Dresden - Nach 114 Prozesstagen ist am Freitag das Urteil gegen die Führungsgruppe der Freien Kameradschaft Dresden (FKD) am Landgericht Dresden gefallen.

Der mutmaßliche FKD-Rädelsführer Benjamin Z. (29).
Der mutmaßliche FKD-Rädelsführer Benjamin Z. (29).

Gegen die fünf Männer und eine Frau (zwischen 25 und 31 Jahren) wurden unter anderem wegen Mitgliedschaft in einer kriminellen Vereinigung Strafen bis zu sechs Jahren verhängt.

"Bei den Angeklagten handelt es sich, wenn auch in unterschiedlicher Ausprägung, um Rassisten", so Richter Kubista.

Fast 45 Personen umfasste die im November 2016 ausgehobene Nazi-Truppe. Seither wird in "Etappen" gegen ihre Mitglieder an diversen Gerichten verhandelt.

Laut Staatsanwalt bildete sich der Schlägertrupp, um Asylbewerber, Andersdenkende und Polizisten anzugreifen.

Seit September 2017 standen die nun Verurteilten vor der Großen Strafkammer am Landgericht. Und der über zwei Jahre dauernde Prozess hatte so einige Tücken.

Michel K. muss sechs Jahre in den Knast

Franz R. muss für vier Jahre und zwei Monate in den Knast.
Franz R. muss für vier Jahre und zwei Monate in den Knast.

So hörte die Kammer über 100 Zeugen, davon zahlreiche mehrfach. Und nicht jeder war willig auszusagen. Zwei Mal verhängten die Richter Beugehaft gegen Männer, die sich weigerten Angaben zu machen.

Außerdem wurde plötzlich bekannt, dass ausgerechnet die Schöffin mit dem Hauptangeklagten Benjamin Z. (31) eine Verhältnis hatte. Außerdem wurde bei einer Durchsuchung seiner Zelle bei ihm ein in U-Haft verbotenes Tablet gefunden.

Während die Angeklagten Janette P. (29) und Franz R. (25) aussagten, schwieg der Rest im Prozess. Allerdings machte sich der Angeklagte Mike K. (31) wütend im Haftkeller des Landgerichtes Luft, nachdem der Staatsanwalt im Plädoyer für ihn über vier Jahre Haft gefordert hatte.

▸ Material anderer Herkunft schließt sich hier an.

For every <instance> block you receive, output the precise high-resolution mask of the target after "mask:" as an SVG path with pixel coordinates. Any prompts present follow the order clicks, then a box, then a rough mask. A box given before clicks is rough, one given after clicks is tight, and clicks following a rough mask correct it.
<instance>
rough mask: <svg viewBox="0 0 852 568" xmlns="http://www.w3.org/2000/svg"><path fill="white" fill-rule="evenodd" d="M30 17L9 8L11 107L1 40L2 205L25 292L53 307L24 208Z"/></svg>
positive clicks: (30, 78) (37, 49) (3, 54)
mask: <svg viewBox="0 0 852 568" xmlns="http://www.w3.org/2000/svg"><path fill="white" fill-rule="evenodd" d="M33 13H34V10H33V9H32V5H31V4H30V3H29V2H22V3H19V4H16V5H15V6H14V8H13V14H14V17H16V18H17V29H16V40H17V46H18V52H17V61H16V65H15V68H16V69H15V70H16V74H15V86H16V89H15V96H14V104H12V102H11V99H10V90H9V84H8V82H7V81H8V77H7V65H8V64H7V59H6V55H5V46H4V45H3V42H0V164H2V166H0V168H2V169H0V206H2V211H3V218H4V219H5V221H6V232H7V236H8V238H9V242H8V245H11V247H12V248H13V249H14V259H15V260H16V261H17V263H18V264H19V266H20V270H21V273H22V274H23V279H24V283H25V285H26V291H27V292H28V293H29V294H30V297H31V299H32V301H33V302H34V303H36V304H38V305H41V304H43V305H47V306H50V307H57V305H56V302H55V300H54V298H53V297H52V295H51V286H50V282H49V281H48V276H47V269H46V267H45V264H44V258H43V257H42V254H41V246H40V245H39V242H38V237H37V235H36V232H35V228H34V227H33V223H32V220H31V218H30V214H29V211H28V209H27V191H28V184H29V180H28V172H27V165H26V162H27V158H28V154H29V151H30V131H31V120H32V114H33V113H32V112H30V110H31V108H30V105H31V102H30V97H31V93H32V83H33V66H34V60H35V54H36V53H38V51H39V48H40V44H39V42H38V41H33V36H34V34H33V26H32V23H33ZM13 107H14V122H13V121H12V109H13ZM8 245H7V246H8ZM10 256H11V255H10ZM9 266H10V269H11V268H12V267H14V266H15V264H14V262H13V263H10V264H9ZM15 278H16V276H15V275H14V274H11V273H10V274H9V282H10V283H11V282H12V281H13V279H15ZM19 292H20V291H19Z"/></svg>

Würde er diese Strafe bekommen, würde am Tag der Urteilsverkündung was passieren, hatte er getönt. Daraufhin hatte der Staatsanwalt seinen Antrag "nachgebessert" und forderte nunmehr fünf Jahre. Die Kammer verhängte gegen ihn am Freitag letztlich vier Jahre.

Benjamin Z. bekam vier Jahre und vier Monate, Nick F. (28) bekam vier Jahre und acht Monate, Michel K. (29) unter Einbeziehung einer Vorstrafe sechs Jahre, Janette P. zwei Jahre und zehn Monate, Franz R. letztlich vier Jahre und zwei Monate.

Janette P. muss zwei Jahre und zehn Monate in den Knast.
Janette P. muss zwei Jahre und zehn Monate in den Knast.